I kept all my designs flat, then “warped” them in Photoshop over random 3D images I found online trying to match the design with the right shape.
Portrait of Emy by Schmidt-Rottluff. Image referenced from the Cleveland Museum of Art.
The next lot of artists that inspired this exercise were those associated with the German Expressionist movement. Like many art revolutions that occurred during this time in early 20th Century Europe, colour was vital as a way of communicating their message.
Double Self Portrait by Kirchner, found at the NationalGaleries, Berlin. Image referenced from fineartamerica.com
Portrait de Fernande Olivier by van Dongen. Image referenced from the-athenaeum.org
We start seeing work that is less concerned with literal interpretations of life but using colour to reflect the emotional connection the painter has with their subject matter.
Although I have no real control with these rainbow crayons they seemed to be ideal for expressive portraiture.
All my photo references came from a website called unsplash.com where the global community upload all sorts of hi-resolution images for people to use as they please.
As this was my first drawing I left expectations at the door. The rainbow effect, like the Daiso pencil, really turns an otherwise normal drawing into something quite exciting and vibrant. However, I did consciously turn the crayon so that the shadows were made with the darker colour and lighter with brighter colour.
This drawing was done on an A4 and because of the bluntness of the crayon it never allowed me to add much detail, it was way too hard.
A3 paper gave me better results and more of a chance to see what these crayons are capable of. I also used more than one pen for this one. The crayon was really smooth and it can create boldness as well as subtlety. It got a bit scratchy at times but not enough to bother me.
Initially it was supposed to be a full on solid colour drawing with big chunky blocks of random colour, but as I started working across the whole page blocking in colour, the contrast between the empty spaces and fine linework was giving the picture a lot of dimension. As I’m also overworking pictures I decided to pull back and let the picture breathe.
I decided to do a Matisse/Picasso line drawing with this one. When I see work done in this style, especially by the aforementioned artists, there’s so much I love about it, but to do it myself I find it a little dull to execute.

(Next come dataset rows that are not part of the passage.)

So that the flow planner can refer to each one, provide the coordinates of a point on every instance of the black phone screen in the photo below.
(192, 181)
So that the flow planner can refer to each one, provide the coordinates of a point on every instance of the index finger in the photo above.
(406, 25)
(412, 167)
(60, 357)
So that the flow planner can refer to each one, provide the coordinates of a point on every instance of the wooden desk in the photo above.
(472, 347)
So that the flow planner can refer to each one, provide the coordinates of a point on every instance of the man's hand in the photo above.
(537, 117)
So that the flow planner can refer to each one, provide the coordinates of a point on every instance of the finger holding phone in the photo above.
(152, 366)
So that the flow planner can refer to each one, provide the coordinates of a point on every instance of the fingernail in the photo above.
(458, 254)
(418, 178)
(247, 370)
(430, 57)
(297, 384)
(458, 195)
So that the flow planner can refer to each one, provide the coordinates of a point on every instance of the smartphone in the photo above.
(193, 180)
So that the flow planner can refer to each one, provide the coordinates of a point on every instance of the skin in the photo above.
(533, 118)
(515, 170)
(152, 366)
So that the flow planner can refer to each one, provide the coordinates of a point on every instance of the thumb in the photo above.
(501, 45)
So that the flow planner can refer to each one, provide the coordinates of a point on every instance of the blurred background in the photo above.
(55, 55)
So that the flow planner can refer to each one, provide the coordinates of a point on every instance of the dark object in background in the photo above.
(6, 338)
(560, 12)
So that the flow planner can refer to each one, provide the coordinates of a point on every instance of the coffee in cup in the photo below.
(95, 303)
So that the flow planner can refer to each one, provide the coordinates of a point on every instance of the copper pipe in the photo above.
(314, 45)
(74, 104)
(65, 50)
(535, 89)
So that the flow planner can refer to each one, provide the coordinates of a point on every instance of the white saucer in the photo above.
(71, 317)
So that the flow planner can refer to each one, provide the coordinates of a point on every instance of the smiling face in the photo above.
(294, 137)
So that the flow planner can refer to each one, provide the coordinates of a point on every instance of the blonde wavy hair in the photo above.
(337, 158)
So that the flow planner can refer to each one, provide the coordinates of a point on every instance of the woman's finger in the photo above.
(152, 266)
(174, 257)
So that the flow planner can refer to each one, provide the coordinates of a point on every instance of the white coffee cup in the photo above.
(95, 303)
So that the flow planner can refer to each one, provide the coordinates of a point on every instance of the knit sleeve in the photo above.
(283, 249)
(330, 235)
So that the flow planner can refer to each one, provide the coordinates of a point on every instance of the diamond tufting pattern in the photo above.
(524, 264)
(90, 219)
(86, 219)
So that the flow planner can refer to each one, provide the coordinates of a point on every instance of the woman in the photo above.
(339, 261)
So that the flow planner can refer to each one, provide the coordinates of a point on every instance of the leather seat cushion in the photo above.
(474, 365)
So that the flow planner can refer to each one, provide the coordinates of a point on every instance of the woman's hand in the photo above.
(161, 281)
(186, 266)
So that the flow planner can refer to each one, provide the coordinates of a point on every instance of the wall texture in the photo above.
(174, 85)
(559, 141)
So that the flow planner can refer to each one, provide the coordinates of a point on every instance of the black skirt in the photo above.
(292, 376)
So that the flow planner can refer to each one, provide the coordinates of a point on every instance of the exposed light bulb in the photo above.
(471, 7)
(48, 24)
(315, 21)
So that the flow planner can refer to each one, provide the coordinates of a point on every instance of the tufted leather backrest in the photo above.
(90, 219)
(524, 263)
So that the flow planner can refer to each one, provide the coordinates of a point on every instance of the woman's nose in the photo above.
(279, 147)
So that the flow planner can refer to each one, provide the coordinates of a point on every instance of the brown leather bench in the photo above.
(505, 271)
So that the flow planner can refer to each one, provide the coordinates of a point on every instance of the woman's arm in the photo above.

The first attempt shown here was meant to be layers of really soft scribbles slowly building up the shapes, but my mind started to wander so I binned it.
Not wanting to end today’s session on a bad note I made a second drawing, this time using my left hand. It turned out not too shabby but it was really hard on my fingers!!
My venue was the Chinese Garden of Friendship in Sydney. Usually when I sketch outside I take a large drawing board and A3 paper but this excursion was tacked on to something else I had on so travelled with more practical equipment, notably an A4 sketchbook.
As discovered previously a smaller page doesn’t allow me to use the crayons in an expressive way. I wanted to use linework, like van Gogh, to accentuate shape and energy but the page size and constant bluntness of the crayons limited my attempts.
Its like the product says – its fun. There is some potential to do exciting things with it but it will be limited in its range.